他方、昨年はコロナによる制限もほとんど無く期待値高く臨むも残念ながらクリスマスには間に合わず、結局年末もぎりぎりの30日にようやく閉会という結果となり、交渉は生き物なんだなということを思い知るともに、二度と繰り返したくない経験となりました。

 

2021年12月24日未明の国連総会議場


第5委員会は非常に専門的ということもあり日本人の中で知名度は低いかもしれません。恥ずかしながら私も現職に就くまではその存在を知りませんでしたが、今では国連という巨大組織を支える予算・人的資源含むリソースを決定する権限を持つ非常に重要な委員会!という自負があり、交渉は思い通りに行かないことが多く毎回試行錯誤ですが、それでも日本チームの一員として携われることは喜び(と失望)、学びの多い日々です。日本の国連分担金支払いは近年減少傾向にあるとはいえ、今でも全体の8.033%を負担しており、これは通常予算やPKO分担金で賄われる国連活動の約8%が日本の税金で支えられているということ。
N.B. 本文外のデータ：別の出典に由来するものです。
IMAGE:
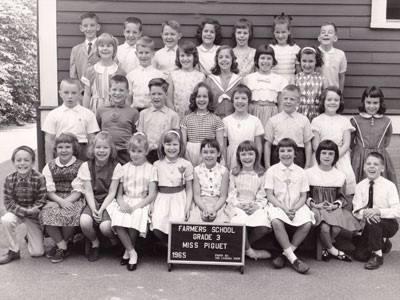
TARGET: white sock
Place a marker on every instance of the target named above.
(96, 243)
(333, 251)
(62, 245)
(290, 254)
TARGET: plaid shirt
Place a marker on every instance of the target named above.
(21, 193)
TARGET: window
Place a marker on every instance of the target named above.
(385, 14)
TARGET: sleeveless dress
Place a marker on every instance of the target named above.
(63, 186)
(372, 133)
(325, 186)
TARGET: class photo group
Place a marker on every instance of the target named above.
(206, 133)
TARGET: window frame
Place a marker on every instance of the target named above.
(378, 16)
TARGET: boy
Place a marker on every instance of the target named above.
(156, 119)
(375, 203)
(24, 196)
(286, 185)
(164, 59)
(288, 124)
(335, 63)
(84, 54)
(126, 54)
(69, 117)
(119, 119)
(140, 77)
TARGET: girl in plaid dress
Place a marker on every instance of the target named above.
(61, 214)
(129, 211)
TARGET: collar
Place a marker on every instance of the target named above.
(103, 69)
(368, 116)
(59, 164)
(282, 167)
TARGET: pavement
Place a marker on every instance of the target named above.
(76, 278)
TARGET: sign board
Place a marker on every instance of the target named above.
(206, 243)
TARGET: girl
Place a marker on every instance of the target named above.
(201, 123)
(209, 37)
(326, 200)
(24, 196)
(96, 78)
(309, 81)
(242, 35)
(264, 85)
(61, 214)
(183, 81)
(246, 199)
(100, 177)
(210, 185)
(285, 48)
(287, 186)
(332, 126)
(373, 133)
(174, 176)
(129, 211)
(223, 80)
(241, 126)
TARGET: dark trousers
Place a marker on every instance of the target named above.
(373, 234)
(299, 158)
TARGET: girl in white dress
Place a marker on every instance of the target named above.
(241, 126)
(183, 81)
(330, 125)
(210, 185)
(137, 189)
(246, 200)
(242, 35)
(174, 176)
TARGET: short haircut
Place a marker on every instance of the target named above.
(89, 15)
(286, 143)
(73, 81)
(282, 19)
(146, 42)
(373, 92)
(217, 27)
(242, 23)
(216, 70)
(267, 50)
(189, 48)
(133, 20)
(244, 147)
(211, 143)
(167, 137)
(118, 78)
(23, 148)
(324, 93)
(327, 145)
(311, 50)
(159, 82)
(376, 155)
(193, 96)
(68, 138)
(102, 136)
(106, 38)
(330, 24)
(173, 24)
(242, 88)
(138, 140)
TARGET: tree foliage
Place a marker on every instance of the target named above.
(18, 59)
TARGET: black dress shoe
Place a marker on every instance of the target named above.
(124, 261)
(374, 262)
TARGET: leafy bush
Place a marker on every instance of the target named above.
(18, 58)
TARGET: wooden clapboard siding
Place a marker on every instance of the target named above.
(373, 54)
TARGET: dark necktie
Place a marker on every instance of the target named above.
(371, 194)
(89, 47)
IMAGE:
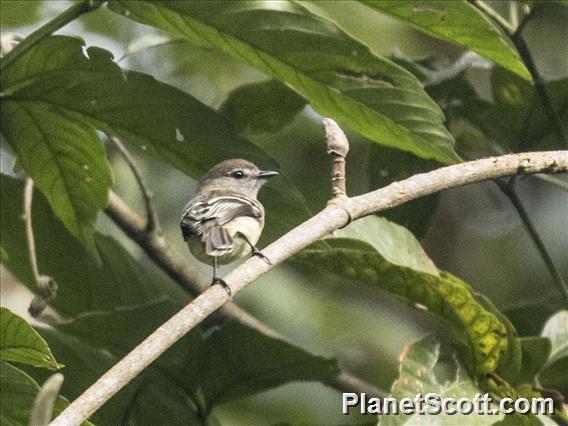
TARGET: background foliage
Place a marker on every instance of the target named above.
(187, 84)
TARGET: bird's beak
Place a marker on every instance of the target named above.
(266, 174)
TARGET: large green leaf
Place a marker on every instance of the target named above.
(381, 253)
(417, 376)
(21, 343)
(337, 74)
(76, 90)
(458, 22)
(17, 397)
(83, 285)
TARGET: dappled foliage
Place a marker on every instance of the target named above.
(200, 82)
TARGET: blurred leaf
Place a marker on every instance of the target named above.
(18, 13)
(393, 260)
(459, 23)
(57, 147)
(516, 120)
(264, 107)
(529, 317)
(17, 397)
(83, 285)
(387, 166)
(339, 76)
(555, 373)
(143, 401)
(417, 363)
(20, 343)
(535, 354)
(44, 403)
(238, 361)
(510, 362)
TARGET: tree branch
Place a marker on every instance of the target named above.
(333, 217)
(55, 24)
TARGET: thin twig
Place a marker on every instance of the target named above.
(46, 285)
(509, 189)
(151, 216)
(337, 149)
(333, 217)
(55, 24)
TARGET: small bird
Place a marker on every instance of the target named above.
(223, 221)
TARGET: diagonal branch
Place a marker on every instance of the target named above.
(333, 217)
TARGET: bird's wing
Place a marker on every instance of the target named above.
(219, 210)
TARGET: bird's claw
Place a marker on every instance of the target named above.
(221, 281)
(258, 253)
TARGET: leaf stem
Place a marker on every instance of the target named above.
(151, 216)
(510, 191)
(46, 285)
(55, 24)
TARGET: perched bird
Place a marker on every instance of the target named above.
(223, 221)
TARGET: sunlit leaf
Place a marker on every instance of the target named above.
(416, 376)
(337, 74)
(381, 253)
(21, 343)
(458, 22)
(18, 394)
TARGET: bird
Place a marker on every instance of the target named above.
(224, 220)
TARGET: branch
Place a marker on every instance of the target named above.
(47, 287)
(333, 217)
(55, 24)
(177, 268)
(337, 149)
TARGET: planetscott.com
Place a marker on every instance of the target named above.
(434, 404)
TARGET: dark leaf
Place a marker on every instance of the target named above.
(337, 74)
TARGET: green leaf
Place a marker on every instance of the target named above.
(377, 252)
(536, 351)
(118, 281)
(416, 376)
(555, 373)
(44, 403)
(237, 361)
(21, 343)
(62, 153)
(457, 22)
(389, 165)
(337, 74)
(262, 107)
(18, 394)
(85, 85)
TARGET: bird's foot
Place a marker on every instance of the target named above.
(258, 253)
(221, 281)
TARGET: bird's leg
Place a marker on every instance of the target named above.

是非一人でも多くの方に第5委員会の活動と日本の役割について知ってもらえたら嬉しいです。
 

最後に-一生の思い出-

第5委員会に所属する我々は普段予算書を読むことでしか予算要求の理由、各現場での課題、予算執行状況等の情報を得られませんが、年1回、国連事務局が第5委員会代表団のために現地視察を調整してくれます。有り難いことに、私も今年2月に実施された視察に参加させていただき、他の代表部からの参加者約20名と共にイタリア、レバノン、中央アフリカ共和国及びケニアの4カ国を訪問しました。まさに「百聞は一見にしかず」を体験し、PKOやNY以外の国連本部における現場の声を直接聞けたことは日々の業務の中で活かせているだけでなく、何よりも今しかできない貴重な経験をさせていただいたのは一生の思い出です。